Jose Igea, el Hijo del Dueño y Gerente PM, caminaba por el pasillo central con paso elástico, contrastando violentamente con la postura encorvada del equipo Batch. Vestía una camisa de lino impecable que no conocía el roce del cemento del sótano. Se detuvo en medio de la sala, justo donde la luz del tubo fluorescente parpadeaba con un zumbido eléctrico molesto.

—Muchachos, quiero decirles que estoy orgulloso de la garra que han puesto —dijo Jose, frotándose las manos con entusiasmo—. Esa es la sinergia que Robot Software House necesita para escalar al siguiente nivel.

Tito, que estaba revisando un log de errores en la terminal de Andrés, levantó la vista lentamente. Sus ojeras eran tan profundas que parecían sombras permanentes talladas en su rostro. Dejó el teclado y se giró en la silla, que emitió un chirrido metálico estridente.

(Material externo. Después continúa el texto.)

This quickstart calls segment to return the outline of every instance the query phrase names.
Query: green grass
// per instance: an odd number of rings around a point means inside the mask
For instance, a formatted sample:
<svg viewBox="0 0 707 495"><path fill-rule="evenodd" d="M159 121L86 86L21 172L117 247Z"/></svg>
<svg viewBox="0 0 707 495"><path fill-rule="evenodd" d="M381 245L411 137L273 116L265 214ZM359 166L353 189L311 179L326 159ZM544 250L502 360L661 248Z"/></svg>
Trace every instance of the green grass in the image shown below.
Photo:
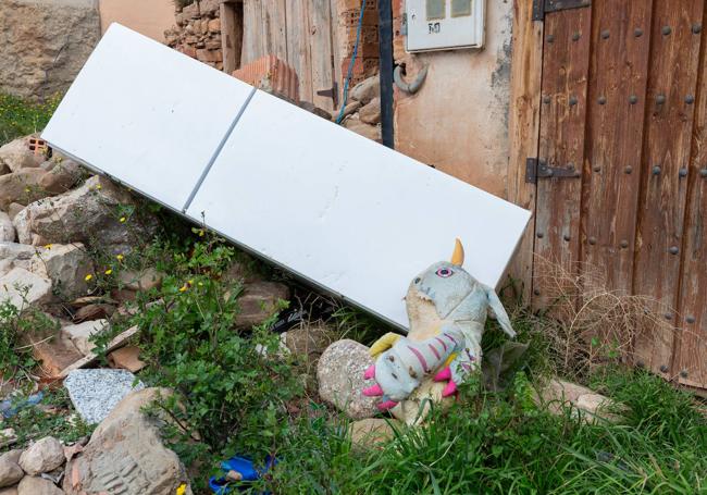
<svg viewBox="0 0 707 495"><path fill-rule="evenodd" d="M631 407L623 424L586 424L508 394L467 394L426 429L357 451L340 428L300 422L278 453L276 493L707 493L707 424L692 399L641 372L600 382Z"/></svg>
<svg viewBox="0 0 707 495"><path fill-rule="evenodd" d="M58 95L33 102L0 92L0 146L45 128L60 100Z"/></svg>

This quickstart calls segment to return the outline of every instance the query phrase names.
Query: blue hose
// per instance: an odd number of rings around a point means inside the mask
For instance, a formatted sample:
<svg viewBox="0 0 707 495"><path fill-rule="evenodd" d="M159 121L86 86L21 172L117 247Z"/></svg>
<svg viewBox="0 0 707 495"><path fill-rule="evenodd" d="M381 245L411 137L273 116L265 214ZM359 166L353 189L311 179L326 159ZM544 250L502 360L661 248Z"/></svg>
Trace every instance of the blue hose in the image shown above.
<svg viewBox="0 0 707 495"><path fill-rule="evenodd" d="M348 86L351 82L351 73L354 72L354 64L356 63L356 55L359 51L359 41L361 40L361 27L363 26L363 11L365 10L365 0L361 2L361 13L359 14L359 25L356 28L356 45L354 45L354 53L351 54L351 61L348 64L348 72L346 74L346 81L344 82L344 102L342 103L342 110L338 112L336 117L336 123L340 124L344 120L344 110L346 109L346 103L348 102Z"/></svg>

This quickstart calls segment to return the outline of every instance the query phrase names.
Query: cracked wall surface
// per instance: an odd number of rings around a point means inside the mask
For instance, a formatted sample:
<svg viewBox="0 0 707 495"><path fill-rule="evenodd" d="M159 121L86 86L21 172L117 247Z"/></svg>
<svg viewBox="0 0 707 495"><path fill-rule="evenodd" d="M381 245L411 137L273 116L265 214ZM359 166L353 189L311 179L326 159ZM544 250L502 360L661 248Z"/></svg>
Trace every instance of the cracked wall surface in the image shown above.
<svg viewBox="0 0 707 495"><path fill-rule="evenodd" d="M405 1L393 3L396 62L406 64L409 81L429 67L417 95L396 89L396 149L507 198L513 2L486 2L483 49L420 54L405 52L399 33Z"/></svg>
<svg viewBox="0 0 707 495"><path fill-rule="evenodd" d="M98 0L1 0L0 91L65 91L99 38Z"/></svg>

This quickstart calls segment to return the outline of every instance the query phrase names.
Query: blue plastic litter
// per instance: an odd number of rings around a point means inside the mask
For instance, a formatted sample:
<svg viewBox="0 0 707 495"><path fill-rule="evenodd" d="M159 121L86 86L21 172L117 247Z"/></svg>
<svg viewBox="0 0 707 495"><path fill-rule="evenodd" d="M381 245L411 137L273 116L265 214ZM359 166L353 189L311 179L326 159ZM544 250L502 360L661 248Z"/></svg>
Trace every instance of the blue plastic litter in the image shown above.
<svg viewBox="0 0 707 495"><path fill-rule="evenodd" d="M24 400L15 401L12 399L4 399L0 403L0 412L4 419L9 419L26 407L36 406L41 401L42 398L45 398L45 394L42 392L38 392L30 395Z"/></svg>
<svg viewBox="0 0 707 495"><path fill-rule="evenodd" d="M209 487L216 495L225 495L233 492L233 488L238 491L248 488L248 483L260 480L273 466L277 463L277 459L272 456L265 458L265 466L257 468L252 460L246 457L232 457L228 460L221 462L221 469L224 473L236 471L240 473L243 479L238 482L227 481L225 478L211 477L209 479ZM244 483L243 485L235 485L235 483ZM270 492L263 492L263 495L270 495Z"/></svg>

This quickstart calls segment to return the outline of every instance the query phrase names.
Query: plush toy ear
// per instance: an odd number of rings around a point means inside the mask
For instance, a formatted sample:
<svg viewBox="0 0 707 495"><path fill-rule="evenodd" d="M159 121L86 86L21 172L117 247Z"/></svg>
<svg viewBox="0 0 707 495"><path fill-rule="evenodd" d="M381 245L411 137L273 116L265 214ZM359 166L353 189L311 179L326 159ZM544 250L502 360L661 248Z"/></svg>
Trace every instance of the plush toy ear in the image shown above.
<svg viewBox="0 0 707 495"><path fill-rule="evenodd" d="M461 245L459 238L455 242L455 252L451 255L451 264L456 264L457 267L464 264L464 247Z"/></svg>

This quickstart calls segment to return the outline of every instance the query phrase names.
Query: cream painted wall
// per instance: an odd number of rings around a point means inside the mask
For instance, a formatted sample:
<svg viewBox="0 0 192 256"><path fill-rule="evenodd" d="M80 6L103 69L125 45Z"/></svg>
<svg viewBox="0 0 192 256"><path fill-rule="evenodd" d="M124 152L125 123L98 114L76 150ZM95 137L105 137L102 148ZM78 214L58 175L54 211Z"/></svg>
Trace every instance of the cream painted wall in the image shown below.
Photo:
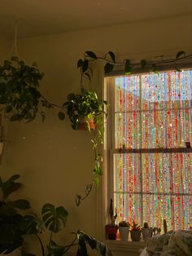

—Jose, la gente está agotada —dijo Tito con voz ronca—. Llevamos cuarenta y ocho horas sin salir del edificio. Necesito que me confirmes cómo se van a cargar estas horas extras en la planilla de este mes.

El silencio que siguió fue absoluto. Matías dejó de mirar su radio de bolsillo y Cristóbal bajó el iPhone, suspendiendo su habitual sesión de navegación por catálogos de zapatillas. Joaquín, sentado dos puestos más allá, se reclinó en su asiento y cruzó los brazos, fijando la vista en el gerente con una intensidad gélida.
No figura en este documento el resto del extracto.